Scientists at Johannes Gutenberg University Mainz (JGU) have set a new record for the calculation of scattering amplitudes. This kind of calculation is used to predict the outcome of accelerator experiments in which high-energy particles collide with one another. However, the calculations become increasingly difficult the greater the number of orders the physicists wish to calculate. Professor Dr. Stefan Weinzierl's work group has now developed an algorithm which is far faster and requires less computing capacity than other algorithms.
"We have made a huge leap forward and applied a completely new method allowing us to calculate far more than before," explains Weinzierl. He assumes that the new calculation method can be applied to both completed experiments in the Large Electron-Positron Collider (LEP), which was in operation at Geneva's CERN research center until the year 2000, as well as new experiments in the Large Hadron Collider (LHC).
The new algorithm allows, for instance, for the calculation of physical observables related to the collision of an electron with its antiparticle, the positron, during which a quark, an anti-quark, and gluons are created. For the first time ever, it has been possible to do a calculation with one loop and eight external particles -- a new world record in theoretical high-energy physics.

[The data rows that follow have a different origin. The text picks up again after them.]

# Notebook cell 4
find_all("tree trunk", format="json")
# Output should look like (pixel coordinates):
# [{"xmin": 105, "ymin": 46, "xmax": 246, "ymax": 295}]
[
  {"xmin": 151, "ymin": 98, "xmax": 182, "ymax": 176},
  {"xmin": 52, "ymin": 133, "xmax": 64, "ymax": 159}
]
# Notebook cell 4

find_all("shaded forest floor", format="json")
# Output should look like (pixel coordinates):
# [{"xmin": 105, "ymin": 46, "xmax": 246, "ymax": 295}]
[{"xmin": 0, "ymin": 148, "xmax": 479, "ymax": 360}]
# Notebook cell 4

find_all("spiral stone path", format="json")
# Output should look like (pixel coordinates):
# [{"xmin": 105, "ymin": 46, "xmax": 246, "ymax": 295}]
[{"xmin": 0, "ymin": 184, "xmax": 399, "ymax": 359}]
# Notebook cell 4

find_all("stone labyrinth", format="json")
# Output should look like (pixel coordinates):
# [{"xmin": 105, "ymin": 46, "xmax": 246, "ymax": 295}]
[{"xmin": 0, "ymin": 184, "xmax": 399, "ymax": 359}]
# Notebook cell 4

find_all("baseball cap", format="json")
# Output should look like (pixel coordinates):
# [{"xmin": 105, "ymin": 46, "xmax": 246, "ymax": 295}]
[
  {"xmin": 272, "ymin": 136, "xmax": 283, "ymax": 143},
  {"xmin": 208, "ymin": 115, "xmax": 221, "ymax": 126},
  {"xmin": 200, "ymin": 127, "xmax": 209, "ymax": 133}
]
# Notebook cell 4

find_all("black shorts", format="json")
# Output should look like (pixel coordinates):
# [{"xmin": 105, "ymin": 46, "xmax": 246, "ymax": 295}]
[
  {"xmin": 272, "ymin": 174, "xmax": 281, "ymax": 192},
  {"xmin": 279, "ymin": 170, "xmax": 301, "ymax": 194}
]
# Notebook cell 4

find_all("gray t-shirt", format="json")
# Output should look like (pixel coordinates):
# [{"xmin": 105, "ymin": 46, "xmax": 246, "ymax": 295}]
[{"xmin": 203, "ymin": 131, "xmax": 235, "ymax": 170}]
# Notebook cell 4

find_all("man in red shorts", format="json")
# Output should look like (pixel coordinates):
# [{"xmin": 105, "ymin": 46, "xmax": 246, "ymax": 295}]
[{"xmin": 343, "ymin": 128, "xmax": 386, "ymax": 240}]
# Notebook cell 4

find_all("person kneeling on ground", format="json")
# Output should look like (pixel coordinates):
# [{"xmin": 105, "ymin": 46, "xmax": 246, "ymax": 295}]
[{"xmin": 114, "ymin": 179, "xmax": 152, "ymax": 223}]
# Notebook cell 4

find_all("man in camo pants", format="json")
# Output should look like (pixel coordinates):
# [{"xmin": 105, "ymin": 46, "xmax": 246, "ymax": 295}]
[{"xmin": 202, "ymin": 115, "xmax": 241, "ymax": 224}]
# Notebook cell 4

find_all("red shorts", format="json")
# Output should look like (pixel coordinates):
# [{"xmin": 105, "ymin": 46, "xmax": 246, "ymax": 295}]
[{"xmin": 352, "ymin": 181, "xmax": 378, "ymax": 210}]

Precision calculations in particle physics make use of the perturbation theory and the results can be displayed in what are called loop diagrams. The higher the number of external particles, the more difficult is the calculation. The algorithm now being used is a new and efficient method based on subtraction and numerical integration. The calculations are performed using a PC cluster system located at the Center of Data Processing at Mainz University. According to Weinzierl, the new method is not only applicable to electron-positron annihilation, but with slight modifications can also be used to calculate hadron-hadron collisions of the kind that occur in the LHC in Geneva. The theoretical physicists at Mainz University intend to investigate this aspect further in the near future.
Professor Dr. Stefan Weinzierl's work is part of the JGU Excellence Cluster Precision Physics, Fundamental Interactions and Structure of Matter (PRISMA). The cluster has made it into the final selection round of Germany's Federal Excellence Initiative and has submitted a proposal for continued financing in the second round.